Anybody else a fan?I stumbled across them on Spotify and I really like them:thumb:


----------



## GoldCoast (Dec 7, 2008)

I quite like some of it, not got any in my collection though.
This band have been around for quite a few years


----------



## herbie147 (May 30, 2010)

Early albums like Symphonies of Sickness is the best stuff from this band


----------



## jamest (Apr 8, 2008)

Love it, especially Heartwork.

Although I prefer The Berzerkers cover of Corporal Jigsaw Quandary.


----------



## Alex_225 (Feb 7, 2008)

Have listened to them before although not get any of their albums. 

Isn't Arch Enemy the two brothers from Carcass current band?


----------



## Ross (Apr 25, 2007)

Your right Alex
http://en.wikipedia.org/wiki/Michael_Amott


----------



## Ross (Apr 25, 2007)

I have there album Swansong and its very good too.


----------



## Orca (Apr 16, 2007)

I saw them back in the very early days when they used to knock about with the likes of the original Napalm Death line-up and Head of David types. They were a very different band back then - a whole new genre and they were very much at the forefront.


----------



## Red_Cloverleaf (Jul 26, 2009)

I hit the "speaker off" button after 2 seconds. Sorry..............


----------



## herbie147 (May 30, 2010)

:lol:


----------



## PugIain (Jun 28, 2006)

I used to listen to stuff like this in my younger days.Whether it was to get in to the skirts of fellow metal fans im not sure.
Can tremember any of the bands or songs but
I do seem to remember one band i discovered (after i met my partner who decided my taste in music was crap) who i thought where entertaining though 




Folk metal ftw!

Im more of a maiden/metallica (old man sell out bands) fan now.


----------



## slim (Jan 6, 2010)

Good Morning, saw Carcass in Norwich years ago when they were
touring Heartwork. Great live band.
Not the type of thing I listen to much these days...
Must be getting old!


----------



## jamest (Apr 8, 2008)

for your folk metal needs.


----------



## Paul ST-73 (Sep 21, 2010)

I only own Heartwork which is a good album but not listened to it in years.

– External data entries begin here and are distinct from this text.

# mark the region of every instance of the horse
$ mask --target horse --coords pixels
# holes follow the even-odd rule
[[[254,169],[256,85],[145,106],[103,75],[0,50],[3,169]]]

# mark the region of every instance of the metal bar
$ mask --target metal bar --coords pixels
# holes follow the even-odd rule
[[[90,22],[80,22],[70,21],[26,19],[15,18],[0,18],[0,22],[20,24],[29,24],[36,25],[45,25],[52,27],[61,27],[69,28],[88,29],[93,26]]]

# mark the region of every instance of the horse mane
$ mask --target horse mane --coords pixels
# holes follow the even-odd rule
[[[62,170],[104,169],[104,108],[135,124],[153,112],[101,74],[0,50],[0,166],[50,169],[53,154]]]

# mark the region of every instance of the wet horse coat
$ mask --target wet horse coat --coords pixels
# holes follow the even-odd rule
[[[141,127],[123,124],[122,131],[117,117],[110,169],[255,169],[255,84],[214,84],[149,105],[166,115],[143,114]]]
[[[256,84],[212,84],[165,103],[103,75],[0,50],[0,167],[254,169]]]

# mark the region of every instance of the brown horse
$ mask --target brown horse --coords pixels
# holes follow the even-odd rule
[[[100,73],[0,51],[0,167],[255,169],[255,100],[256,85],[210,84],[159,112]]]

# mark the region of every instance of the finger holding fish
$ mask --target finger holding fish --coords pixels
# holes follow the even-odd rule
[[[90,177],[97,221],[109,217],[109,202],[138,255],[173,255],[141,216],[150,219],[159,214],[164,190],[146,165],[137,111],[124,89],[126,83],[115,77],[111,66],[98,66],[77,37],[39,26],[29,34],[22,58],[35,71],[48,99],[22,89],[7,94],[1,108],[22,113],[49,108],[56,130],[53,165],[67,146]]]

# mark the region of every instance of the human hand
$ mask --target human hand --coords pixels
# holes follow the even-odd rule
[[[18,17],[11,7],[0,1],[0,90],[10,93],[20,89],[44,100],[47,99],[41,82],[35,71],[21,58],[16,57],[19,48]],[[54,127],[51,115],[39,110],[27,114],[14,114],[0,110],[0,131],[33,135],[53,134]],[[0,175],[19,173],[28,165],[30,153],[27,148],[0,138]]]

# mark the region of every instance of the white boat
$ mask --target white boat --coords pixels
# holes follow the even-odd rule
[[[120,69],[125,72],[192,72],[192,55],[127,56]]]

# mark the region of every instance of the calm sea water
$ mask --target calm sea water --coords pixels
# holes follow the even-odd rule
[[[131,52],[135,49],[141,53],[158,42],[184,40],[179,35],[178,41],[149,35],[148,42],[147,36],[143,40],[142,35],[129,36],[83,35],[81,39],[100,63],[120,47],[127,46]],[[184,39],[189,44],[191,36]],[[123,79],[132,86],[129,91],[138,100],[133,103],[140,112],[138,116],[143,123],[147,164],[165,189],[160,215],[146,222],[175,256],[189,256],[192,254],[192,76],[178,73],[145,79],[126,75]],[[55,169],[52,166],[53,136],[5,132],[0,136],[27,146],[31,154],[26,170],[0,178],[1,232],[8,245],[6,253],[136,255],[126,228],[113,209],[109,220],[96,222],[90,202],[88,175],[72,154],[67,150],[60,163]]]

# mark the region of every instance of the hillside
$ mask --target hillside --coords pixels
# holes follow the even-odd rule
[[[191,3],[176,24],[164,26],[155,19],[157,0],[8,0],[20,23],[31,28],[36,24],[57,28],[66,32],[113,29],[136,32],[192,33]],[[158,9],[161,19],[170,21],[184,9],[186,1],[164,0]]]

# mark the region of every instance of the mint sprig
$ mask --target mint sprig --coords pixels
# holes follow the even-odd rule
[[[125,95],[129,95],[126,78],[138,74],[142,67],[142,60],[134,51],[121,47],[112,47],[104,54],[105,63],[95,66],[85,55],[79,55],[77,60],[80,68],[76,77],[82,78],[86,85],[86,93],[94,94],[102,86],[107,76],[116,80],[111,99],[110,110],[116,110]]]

Think Bill Steer went on to form Firebird if i remember correctly. 

Anyone remember him when he was in Napalm Death and they were on a BBC Arena documentary about Heavy Metal? Him, Shane Embury and Mick Harris in that bedroom!! What a bunch of heroes!

Great days!!


----------



## Orca (Apr 16, 2007)

That's exactly the Carcass that I remember. I grew up in Cleckheaton and even though I was a young 'un back then, we used to "happen" across these bands with this new odd sound. One of the chaps we used to hang around with went on to form Peaceville records with all those kind of bands.

I saw Carcass and Napalm Death a few times back then. Saw Throat were another favourite. I followed Mick Harris through Napalm Death to Scorn (what a collaboration!) who I rate VERY highly and the Painkiller era was just inspired.

Glad someone remembers the "proper" Carcass.


----------